THE TRENCH CHANNEL DETECTION WITH IMAGE PROCESSING FOR AUTONOMOUS BOAT WATER SPRAYER
Keywords:
Image Processing, Autonomous Boat Navigation, Channel Orchard Mapping, Trench Channel AgricultureAbstract
Trench Channel agriculture is one of the easiest ways to manage crops in terms of water resources. Watering the crops requires the management of human resources which waste in human hours and labor cost. To reduce the waste and cost in human labor, boat and pump are integrated to be an equipment for watering crops in the field. This equipment be able to drive water in large quantities and efficiently. However, it still need human to maneuver the boat in the trench channel.
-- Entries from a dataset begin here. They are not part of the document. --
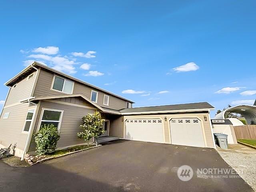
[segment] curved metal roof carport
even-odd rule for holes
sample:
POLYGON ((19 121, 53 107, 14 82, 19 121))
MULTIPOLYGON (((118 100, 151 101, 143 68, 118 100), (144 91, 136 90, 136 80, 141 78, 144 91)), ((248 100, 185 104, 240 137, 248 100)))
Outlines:
POLYGON ((256 123, 256 106, 255 106, 240 105, 232 107, 216 115, 214 118, 225 119, 225 114, 227 112, 238 113, 242 115, 245 118, 248 125, 256 123))

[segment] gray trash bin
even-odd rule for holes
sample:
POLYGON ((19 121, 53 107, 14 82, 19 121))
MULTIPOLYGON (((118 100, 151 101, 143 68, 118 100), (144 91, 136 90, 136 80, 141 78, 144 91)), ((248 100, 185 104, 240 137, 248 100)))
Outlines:
POLYGON ((216 134, 218 144, 220 147, 222 149, 228 148, 228 135, 226 134, 216 134))

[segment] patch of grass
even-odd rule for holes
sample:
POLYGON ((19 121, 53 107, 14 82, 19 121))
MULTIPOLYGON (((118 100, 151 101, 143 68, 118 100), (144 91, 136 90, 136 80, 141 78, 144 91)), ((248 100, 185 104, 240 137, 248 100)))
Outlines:
POLYGON ((2 159, 1 160, 12 167, 25 167, 30 166, 26 161, 21 161, 20 158, 14 156, 5 157, 2 159))
POLYGON ((256 139, 238 139, 239 141, 256 146, 256 139))
POLYGON ((87 146, 87 145, 81 145, 80 146, 77 146, 76 147, 70 147, 63 150, 59 150, 55 151, 52 153, 47 155, 48 157, 58 156, 59 155, 64 155, 66 153, 73 152, 74 151, 79 151, 82 149, 85 149, 87 148, 92 147, 95 146, 95 144, 92 144, 87 146))

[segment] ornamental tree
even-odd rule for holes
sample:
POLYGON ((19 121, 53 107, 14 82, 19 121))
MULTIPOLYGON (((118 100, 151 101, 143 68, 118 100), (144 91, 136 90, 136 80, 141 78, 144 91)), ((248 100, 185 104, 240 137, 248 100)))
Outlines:
POLYGON ((80 127, 83 131, 77 134, 77 137, 84 141, 89 141, 92 138, 97 138, 105 132, 102 129, 105 120, 101 118, 99 112, 96 112, 92 115, 84 116, 83 124, 80 127))

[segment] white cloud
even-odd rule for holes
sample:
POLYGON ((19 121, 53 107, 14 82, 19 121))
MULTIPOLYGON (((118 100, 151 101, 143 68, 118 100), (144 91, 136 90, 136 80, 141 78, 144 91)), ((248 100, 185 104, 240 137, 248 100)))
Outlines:
POLYGON ((126 90, 124 90, 122 92, 122 93, 124 93, 126 94, 138 94, 140 93, 143 93, 145 92, 144 91, 135 91, 132 89, 127 89, 126 90))
POLYGON ((255 100, 237 100, 231 102, 231 104, 233 105, 252 105, 254 103, 255 100))
POLYGON ((194 62, 190 62, 178 67, 174 67, 172 69, 176 72, 187 72, 196 71, 199 69, 199 66, 194 62))
POLYGON ((170 92, 169 91, 161 91, 157 93, 157 94, 162 94, 163 93, 167 93, 170 92))
POLYGON ((93 77, 97 77, 98 76, 101 76, 104 74, 103 73, 99 72, 98 71, 90 71, 88 73, 84 74, 84 76, 92 76, 93 77))
POLYGON ((40 60, 35 61, 34 60, 26 60, 25 61, 23 61, 22 62, 23 62, 23 65, 26 67, 27 67, 29 65, 30 65, 31 64, 32 64, 33 63, 34 63, 34 61, 36 61, 36 62, 40 63, 41 64, 42 64, 43 65, 46 65, 46 66, 47 65, 43 61, 40 61, 40 60))
POLYGON ((248 90, 240 93, 240 94, 243 96, 250 96, 256 94, 256 90, 248 90))
POLYGON ((23 49, 21 49, 20 50, 20 52, 22 54, 28 53, 29 52, 29 51, 25 51, 24 50, 23 50, 23 49))
POLYGON ((41 53, 48 55, 55 55, 59 52, 59 48, 54 46, 48 46, 46 47, 38 47, 34 49, 32 52, 36 53, 41 53))
POLYGON ((231 92, 234 92, 234 91, 238 91, 242 88, 240 87, 224 87, 218 91, 217 91, 215 93, 225 93, 226 94, 228 94, 231 92))
POLYGON ((84 63, 80 66, 80 68, 84 70, 89 70, 91 67, 91 64, 88 63, 84 63))
POLYGON ((52 68, 58 71, 64 72, 69 74, 74 74, 77 72, 76 70, 76 68, 73 66, 76 63, 74 60, 68 58, 66 56, 52 57, 48 55, 38 54, 30 55, 28 56, 28 57, 43 59, 49 61, 53 65, 52 68))
POLYGON ((114 84, 115 83, 116 83, 116 81, 114 81, 113 82, 111 82, 111 83, 104 83, 104 85, 113 85, 113 84, 114 84))
POLYGON ((145 97, 146 96, 149 96, 150 95, 150 93, 147 93, 146 94, 143 94, 143 95, 141 95, 140 96, 142 97, 145 97))
POLYGON ((72 52, 72 55, 75 57, 85 57, 86 58, 94 58, 96 56, 93 54, 95 54, 96 51, 89 51, 86 53, 84 53, 82 52, 72 52))
POLYGON ((154 100, 158 100, 158 99, 160 99, 160 98, 156 98, 156 97, 151 97, 148 99, 148 101, 152 101, 154 100))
For the intelligent agriculture, the equipment should be able to control autonomously and possibly to plan and manage without human control.
This research introduces the system to solve the autonomous navigation problem by using camera to detect the trench channel via machine vision by using image processing to determine the trench channel. The concept is to separate the trench channel by using difference color of ground and water to get the left and right trench channel lines. By using the intersection between the trench channel lines with the number of horizontal lines, the channel guideline can be calculated, which describes the direction of the trench channel. By comparing with the reference center point, the degree of maneuver can be determined and use as the command that send to the control the boat to maneuver autonomously.
References
Subramanian, A., Gong, X., Wyatt, C.L., Stilwell, D. ( 2007) . Shoreline Detection in Images for Autonomous Boat Navigation. DOI:10.1109/ACSSC.2006.354902.
Majid, M. H. A. & Arshad, M. R. (2016). Design of an Autonomous Surface Vehicle (ASV) for Swarming Application. http://srv.uib.es/public/AUV2016/pdf/5.4.pdf.
Aqthobilrobbany, A., Handayani, A. N., Lestari, D., Muladi, M. (2020). HSV Based Robot Boat Navigation System. DOI:10.1109/CENIM51130.2020.9297915
Xue, J., Zhang, L., & Grift, T.E. (2012). Variable field-of-view machine vision based row guidance of an agricultural robot. Computers and Electronics in Agriculture, 84, 85-91.
สันติชัย เฟื่องกาญจน์ และคณะ. (2010). การจำลองระบบขับเคลื่อนอัตโนมัติโดยวิธีการประมวลผลภาพเพื่อใช้ในการ ควบคุมระยะไกล. มหาวิทยาลัยเทคโนโลยีราชมงคลล้านนา.
Hartley, R., & Zisserman, A. (2003). Multiple View Geometry in Computer Vision. (2rd ed.). Cambridge University.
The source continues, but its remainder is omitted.